The digital banking landscape in Saudi Arabia is vibrant and offers a range of services to meet the changing needs of consumers.

“With the approval of three full digital banking licenses, Saudi Arabia is at the forefront of promoting fully digital banking solutions – on par with the United Arab Emirates and well ahead of other GCC (Gulf Cooperation Council) countries,” Franzen said.

He noted that the Kingdom can rely on advanced biometric customer identification regulations and centralized databases, which make digital implementation and authentication much easier.

Online banks, neobanks, challenger banks and banking as a service are all playing a role in the digital revolution.

“Although neobanks and challenger banks are still in their infancy, they are expected to accelerate innovation and put pressure on traditional players,” the Bain and Co. partner emphasized.

“Similar trends have been seen in other markets, such as the UK, where new digital banks have challenged incumbents on the High Street,” he continued, adding: “This has led to cheaper and more reliable financial services becoming the norm in the UK market (no or very low fees, instant solutions) to the benefit of the client.”

According to a report by KPMG, a global network of professional financial services firms, neobanks hold a 20 percent market share in Saudi Arabia’s digital banking sector.

Moreover, online banks have a 30% market share, while the banking-as-a-service segment is projected to reach a market valuation of $7 trillion by 2030, with an annual growth rate of 26%.

Better customer experience

Banks prioritize improving the quality of customer service thanks to advanced technologies.

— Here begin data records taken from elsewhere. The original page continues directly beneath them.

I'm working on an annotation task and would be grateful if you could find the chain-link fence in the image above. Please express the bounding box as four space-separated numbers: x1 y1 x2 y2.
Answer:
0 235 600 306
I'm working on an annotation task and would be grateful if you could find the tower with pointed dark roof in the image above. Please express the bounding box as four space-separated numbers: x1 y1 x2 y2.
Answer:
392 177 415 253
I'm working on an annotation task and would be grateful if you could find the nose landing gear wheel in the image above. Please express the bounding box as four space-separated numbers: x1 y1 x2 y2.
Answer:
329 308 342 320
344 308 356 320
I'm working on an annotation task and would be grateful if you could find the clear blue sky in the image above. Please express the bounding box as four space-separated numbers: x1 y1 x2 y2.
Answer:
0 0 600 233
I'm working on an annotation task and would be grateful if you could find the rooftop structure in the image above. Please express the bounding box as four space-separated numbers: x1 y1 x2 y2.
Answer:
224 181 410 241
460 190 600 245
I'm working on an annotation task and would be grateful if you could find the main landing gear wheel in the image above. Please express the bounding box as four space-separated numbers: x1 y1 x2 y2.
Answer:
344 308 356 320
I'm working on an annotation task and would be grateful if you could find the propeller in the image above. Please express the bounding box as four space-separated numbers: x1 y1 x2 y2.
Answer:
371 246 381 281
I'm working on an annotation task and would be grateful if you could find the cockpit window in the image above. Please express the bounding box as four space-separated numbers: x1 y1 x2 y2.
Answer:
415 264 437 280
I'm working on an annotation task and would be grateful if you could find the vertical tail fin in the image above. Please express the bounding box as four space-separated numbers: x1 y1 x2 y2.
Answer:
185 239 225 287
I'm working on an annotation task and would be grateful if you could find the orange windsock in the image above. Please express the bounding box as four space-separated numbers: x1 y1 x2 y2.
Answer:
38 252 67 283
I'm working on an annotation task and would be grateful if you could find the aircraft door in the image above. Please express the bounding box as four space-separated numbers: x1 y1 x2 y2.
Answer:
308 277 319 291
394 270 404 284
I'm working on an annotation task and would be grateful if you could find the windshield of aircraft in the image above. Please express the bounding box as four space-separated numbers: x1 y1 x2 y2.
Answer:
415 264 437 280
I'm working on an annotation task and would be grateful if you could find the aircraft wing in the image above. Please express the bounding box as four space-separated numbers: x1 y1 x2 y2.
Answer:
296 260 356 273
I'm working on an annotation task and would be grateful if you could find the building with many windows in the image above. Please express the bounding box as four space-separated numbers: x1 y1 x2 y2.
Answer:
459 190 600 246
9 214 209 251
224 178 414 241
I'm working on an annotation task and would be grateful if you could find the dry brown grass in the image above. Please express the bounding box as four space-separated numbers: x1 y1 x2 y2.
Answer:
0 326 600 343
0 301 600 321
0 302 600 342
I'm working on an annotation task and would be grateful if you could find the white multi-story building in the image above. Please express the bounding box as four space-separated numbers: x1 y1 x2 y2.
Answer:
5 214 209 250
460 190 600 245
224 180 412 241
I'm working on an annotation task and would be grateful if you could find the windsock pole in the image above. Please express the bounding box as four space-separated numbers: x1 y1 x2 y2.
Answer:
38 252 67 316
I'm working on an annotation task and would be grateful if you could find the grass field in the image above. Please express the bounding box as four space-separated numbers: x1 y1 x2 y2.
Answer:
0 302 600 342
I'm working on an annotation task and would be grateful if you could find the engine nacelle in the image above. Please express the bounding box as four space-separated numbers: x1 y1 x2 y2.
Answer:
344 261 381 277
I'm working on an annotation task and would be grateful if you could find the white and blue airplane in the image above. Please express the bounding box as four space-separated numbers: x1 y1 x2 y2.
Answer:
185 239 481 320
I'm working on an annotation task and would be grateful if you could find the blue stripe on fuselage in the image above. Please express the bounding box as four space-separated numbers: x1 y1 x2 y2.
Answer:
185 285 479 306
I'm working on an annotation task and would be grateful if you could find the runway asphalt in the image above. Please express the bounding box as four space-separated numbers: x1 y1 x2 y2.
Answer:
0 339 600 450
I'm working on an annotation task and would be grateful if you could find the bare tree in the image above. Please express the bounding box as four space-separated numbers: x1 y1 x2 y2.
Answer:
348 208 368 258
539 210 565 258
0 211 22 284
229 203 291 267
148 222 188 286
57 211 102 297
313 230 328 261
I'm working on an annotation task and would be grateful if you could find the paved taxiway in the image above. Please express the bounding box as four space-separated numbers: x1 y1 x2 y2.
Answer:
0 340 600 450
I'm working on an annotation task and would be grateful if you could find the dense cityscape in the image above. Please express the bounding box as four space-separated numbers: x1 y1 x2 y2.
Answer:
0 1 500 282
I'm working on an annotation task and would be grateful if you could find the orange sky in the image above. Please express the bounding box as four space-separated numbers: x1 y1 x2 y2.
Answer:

AI-powered chatbots offer instant support, and data analysis enables personalized financial advice. These improvements streamline operations and cultivate customer loyalty.

“In Saudi Arabia, 95 percent of people with bank accounts and internet access prefer digital banking channels over traditional banking channels such as physical branches and telephone banking,” according to a report by Backbase, a Dutch financial technology company.

Partner Bain and Co. said that “although customers have become accustomed to managing their lives from the comfort of their home using their phone (passenger transport, food delivery, online shopping, home entertainment), they expect a similar service from banks. “

Franzen added that mobile solutions provide an attractive alternative for people living in remote areas of the Kingdom, where branch densities are much lower than in major urban centers. It also offers cheaper banking solutions for people with lower incomes.

Future trends and forecasts

As digital banking players step up their operations, a noticeable trend is emerging: a surge in account openings, both primary and secondary accounts, as customers seek branchless alternatives.

Franzen said that as confidence in these digital-only players grows, a shift toward them serving as primary banks is expected, similar to countries such as the UK, where neobanks have secured more than 25 percent of core banking relationships.

“One of the key potential technology unlocks to power digital financial services would be greater flexibility around cloud usage and data storage policies,” he added.